Revenons à notre « jardin » !
Après que le serpent a convaincu la femme qu’ils pouvaient manger du fruit défendu, que non seulement ils ne mourraient pas mais seraient à même d’accéder à la connaissance du bien et du mal, le passage à l’acte s’accomplit.
On connait la suite, Dieu chasse Adam et Eve du jardin d’Eden.
Le texte biblique dit : Genèse 3 – 22 / 24 :
« Voici que l’homme est comme l’un de nous pour connaitre le bien et le mal.
« Maintenant qu’il ne lance pas sa main, ne prenne aussi de l’arbre de vie, ne mange et vive en pérennité.
« Dieu le renvoit du jardin d’Eden pour qu’il retourne à la terre dont il avait été tiré.
« Il expulse l’homme et fait demeurer au devant du jardin d’Eden les chérubins et la flamme de l’épée flamboyante pour garder la route de l’arbre de la vie.

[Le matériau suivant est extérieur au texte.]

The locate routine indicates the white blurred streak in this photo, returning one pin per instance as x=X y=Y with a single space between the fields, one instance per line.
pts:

Ce texte très célèbre a déjà fait couler beaucoup d’encre mais est loin d’avoir épuisé son contenu symbolique !
Dans ma jeunesse, j’ai reçu une instruction religieuse qui m’a amené à étudier les textes de la bible dans le cadre de la religion protestante.
En dehors de la croyance, l’étude des textes bibliques sous un angle philosophique m’a toujours fortement intéressé.

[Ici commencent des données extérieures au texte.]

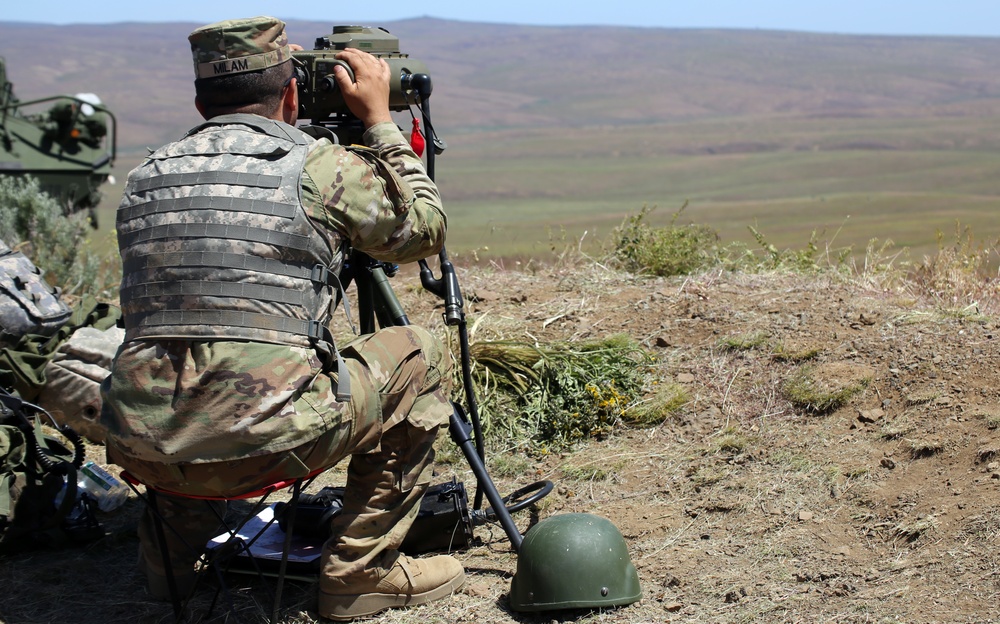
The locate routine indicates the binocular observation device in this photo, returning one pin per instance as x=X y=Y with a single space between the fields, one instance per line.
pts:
x=320 y=99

Ainsi, dans ce texte du jardin d’Eden et du fruit défendu, Dieu se comporte comme un père pour le moins étrange.
Tous les parents savent pertinemment que laisser seul des enfants dans un endroit et leur interdire de « manger la confiture » qu’il y a sur la table est totalement vain, la curiosité et la gourmandise l’emportant toujours.

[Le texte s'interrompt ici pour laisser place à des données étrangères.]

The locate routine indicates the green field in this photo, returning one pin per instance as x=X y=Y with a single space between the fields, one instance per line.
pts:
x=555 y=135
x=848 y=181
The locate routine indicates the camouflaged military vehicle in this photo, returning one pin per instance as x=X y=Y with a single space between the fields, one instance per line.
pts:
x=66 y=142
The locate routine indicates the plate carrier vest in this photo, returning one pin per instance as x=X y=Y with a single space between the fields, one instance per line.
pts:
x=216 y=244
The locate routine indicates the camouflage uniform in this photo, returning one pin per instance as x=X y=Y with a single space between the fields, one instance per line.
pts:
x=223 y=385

Donc soit Dieu ne connait rien aux désirs qui habite tout enfant et à la transgression d’un interdit, pulsion que l’enfant ne peut encore maîtriser, et c’est un bien piètre créateur, soit la vraie raison de l’expulsion du jardin d’Eden se situe sur un tout autre plan.
Car après avoir mangé du fruit de la connaissance, Adam et Eve découvrent qu’ils sont nus.
Ils cousent des feuilles de figuier et se font des ceintures.
Lorsque Dieu les appelle à la fin de la journée, Adam et Eve se cachent et ont honte de leur nudité.
Le texte biblique dit : Genèse 3 – 9 / 10
« Dieu appelle l’homme et lui dit : Où es-tu ?
« Adam répond : j’ai entendu ta voix dans le jardin et j’ai frémi ;
« Oui, moi-même je suis nu et je me suis caché.
Chacun est libre d’interpréter ce texte de différentes façons.
En ce qui me concerne, j’ai la conviction que le malheur de l’homme énoncé dans ce texte, vient du fait qu’il n’arrive pas à assumer correctement ses désirs, ses décisions, ses comportements et à les gérer de façon responsable. Et ce qui provoque sa chute c’est sa fuite devant des pulsions plus fortes que la raison, et qu’il n’arrive pas à maîtriser.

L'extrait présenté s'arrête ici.